Trump should have wrapped things up much sooner and told his supporters to get out of the heat. But this isn’t the only Trump rally that’s been plagued by controversy lately.
In September, Donald Trump told a rally crowd in Minnesota of nearly all-white supporters that they have “good genes.” He even referenced the “racehorse theory,” that states some people are born genetically superior.
“You have good genes, you know that, right? You have good genes. A lot of it is about the genes, isn’t it, don’t you believe? The racehorse theory. You think we’re so different? You have good genes in Minnesota,” Trump stated in a state where many people are of Scandinavian descent.

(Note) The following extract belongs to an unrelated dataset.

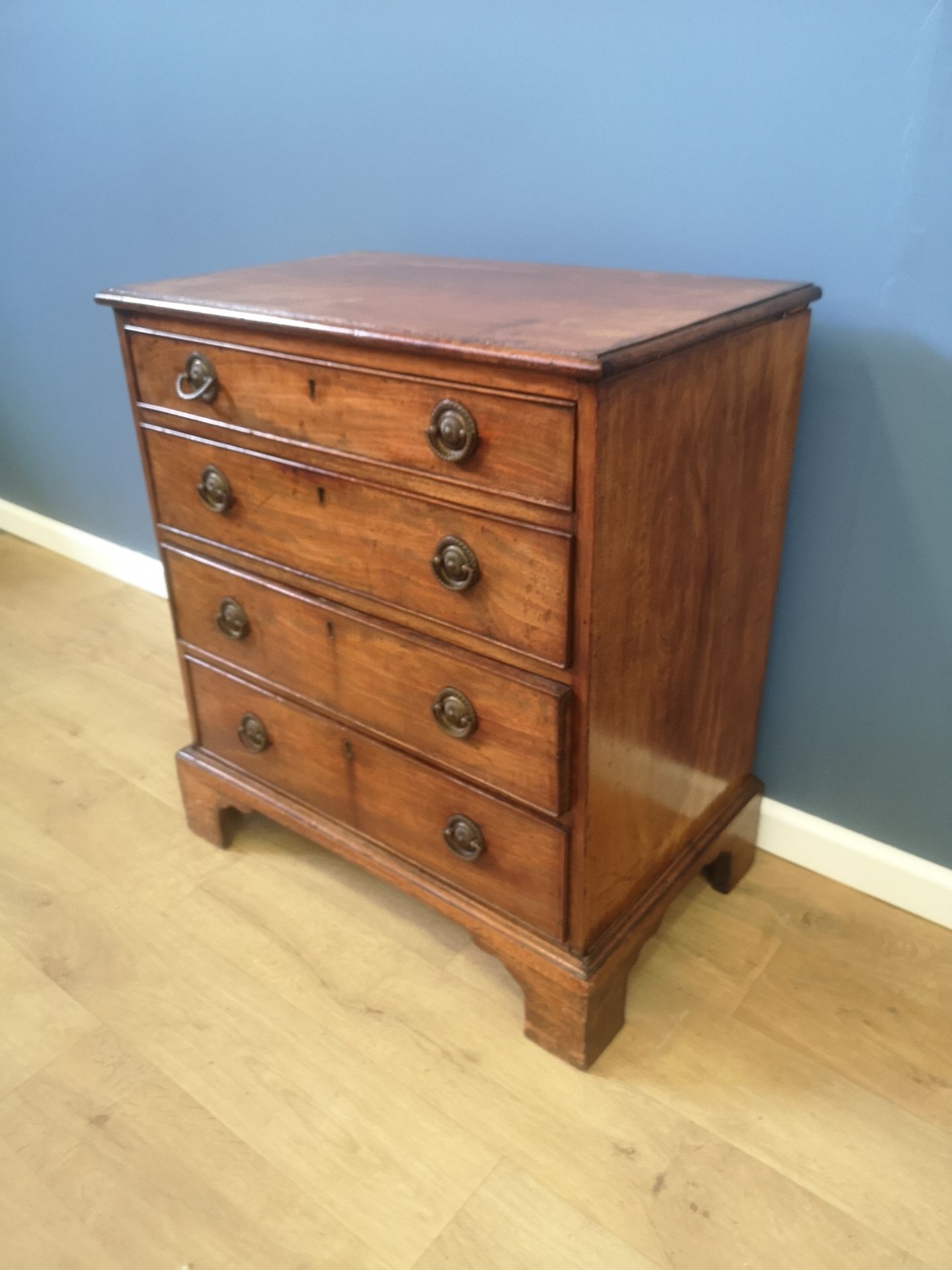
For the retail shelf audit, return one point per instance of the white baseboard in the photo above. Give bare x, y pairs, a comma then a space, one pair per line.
895, 876
122, 563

Minnesota is roughly 79% white and Trump’s rally crowd truly reflected that.
During the rally, Trump also attacked refugees and celebrated the fact that a reporter had recently been shot in the knee with a rubber bullet fired by a police officer.
Social media users quickly pulled the alarm on Trump’s “good genes” comment. Many compared his statement to the Nazi obsession with the “master race.”
“As a historian who has written about the Holocaust, I’ll say bluntly: This is indistinguishable from the Nazi rhetoric that led to Jews, disabled people, LGBTQ, Romani, and others being exterminated. This is America 2020. This is where the GOP has taken us,” Steve Silberman, an author, and historian tweeted.
As a historian who has written about the Holocaust, I'll say bluntly: This is indistinguishable from the Nazi rhetoric that led to Jews, disabled people, LGBTQ, Romani and others being exterminated. This is America 2020. This is where the GOP has taken us. https://t.co/CHMLg804mp— Steve Silberman (@stevesilberman) September 20, 2020
Trump has repeatedly commented that “certain people” have superior genetics. He includes himself in that group. He’s even stated that his “tan” is a result of good genes.
“I have Ivy League education, smart guy, good genes. I have great genes and all that stuff which I’m a believer in,” Trump stated during a rally in Mississippi back in 2016.
“I’m a gene believer,” Trump stated during an interview back in 2010. “Hey, when you connect two racehorses you get usually end up with a fast horse.”
“I’m proud to have that German blood … Great stuff,” Trump stated in a documentary in 2014.
Trump has repeatedly rejected the idea that “all men are created equal.” He added that “some men are smart and some men aren’t.”
Back in May, Trump toured a Ford plant in Ypsilanti, Michigan. During the tour, he praised Henry Ford’s “good bloodlines.”